Dalla Champions League alle rotaie del tram: “Scaricato come un barile” | Oggi è costretto a campare così

La triste fine di un ex giocatore: è passato dalle gare di Champions League all’anonimato. Oggi è costretto a vivere in questo modo.
Cadere fa male, ma farlo dopo aver assaporato la cima della montagna, quella del successo economico e sociale, è un dolore che si moltiplica all’infinito. La fama svanisce in un lampo: nessuno più ti ferma in strada per un autografo, nessuno più ti chiede un selfie.
Il telefono, che prima squillava senza sosta, ora resta muto. La caduta di un atleta è particolarmente fragorosa e spietata. A volte, all’incapacità di gestire il talento che madre natura ha concesso, si aggiunge la totale mancanza di freni e visione. L’incapacità di vedere quel domani senza sport. E capita molto più spesso di quanto si immagini.

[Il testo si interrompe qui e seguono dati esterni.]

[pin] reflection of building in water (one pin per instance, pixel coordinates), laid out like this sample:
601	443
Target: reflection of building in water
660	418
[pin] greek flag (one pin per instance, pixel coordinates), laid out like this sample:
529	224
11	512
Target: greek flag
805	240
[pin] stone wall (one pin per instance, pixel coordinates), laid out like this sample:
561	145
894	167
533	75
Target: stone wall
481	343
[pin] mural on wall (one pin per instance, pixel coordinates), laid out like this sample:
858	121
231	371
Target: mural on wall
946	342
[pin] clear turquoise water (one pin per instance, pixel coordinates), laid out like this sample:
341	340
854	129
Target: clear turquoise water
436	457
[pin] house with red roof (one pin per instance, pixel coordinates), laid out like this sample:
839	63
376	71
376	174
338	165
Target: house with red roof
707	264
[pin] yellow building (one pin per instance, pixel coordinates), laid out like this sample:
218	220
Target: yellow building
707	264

Ex calciatori, appena chiudono con la carriera agonistica, si ritrovano a fare i conti con una realtà che non avevano mai considerato. Le entrate crollano, ma le spese rimangono. Anzi, spesso aumentano. E così iniziano i problemi. Ma non finisce di certo qui.
Per molti la fine della carriera sportiva porta con sé un vuoto esistenziale che cercano di colmare in modi talvolta sbagliati. E’ un circolo vizioso che trascina giù, sempre più in basso, e che raramente lascia scampo se non si trova un appiglio in tempo e nel momento giusto.
La drammatica storia di Gianluca Sordo
La storia che vi raccontiamo riguarda Gianluca Sordo. Una banale discussione in un bar si trasformò in una tragedia per lui, ex calciatore con 117 presenze in Serie A, gare in Champions League e un Europeo vinto con l’Italia Under 21. Aggredito nel 2005, finì in coma e da allora la sua vita cambiò per sempre.
Una lunga riabilitazione, il ritiro anticipato dal calcio e conseguenze che ancora oggi si porta dietro. Dopo quella violenza, il mondo del calcio lo mise da parte, segnando profondamente il suo percorso. Sordo, al Corriere della Sera, ha parlato così della sua esperienza: “Il calcio? Mi ha dimenticato, nessuno si è degnato di chiedermi se fossi vivo o no, solo gli ex compagni.

Sordo ripercorre la sua esperienza
Maldini, Savicevic, Boban, Baggio, non meritavo di stare in mezzo a quei campioni. Avevo ancora un anno di contratto con il Torino, dove avevo vinto la Coppa Italia. Potevo usare l’interesse di rossoneri come leva per un rinnovo e diventare una barriera. Ma il mio procuratore, Oscar Damiani, badò più alla sua parcella che al mio interesse.
Avevo 24 anni, ti chiama un club così, come facevo a dire di no? Doveva essere lui a farmi ragionare. Dopo 10 anni di procura mi ha scaricato sulle rotaie del tram, a Milano, come un barile. Ormai ero diventato un pesce troppo piccolo per lui. Rispetto e valori mancavano anche nel calcio di allora”.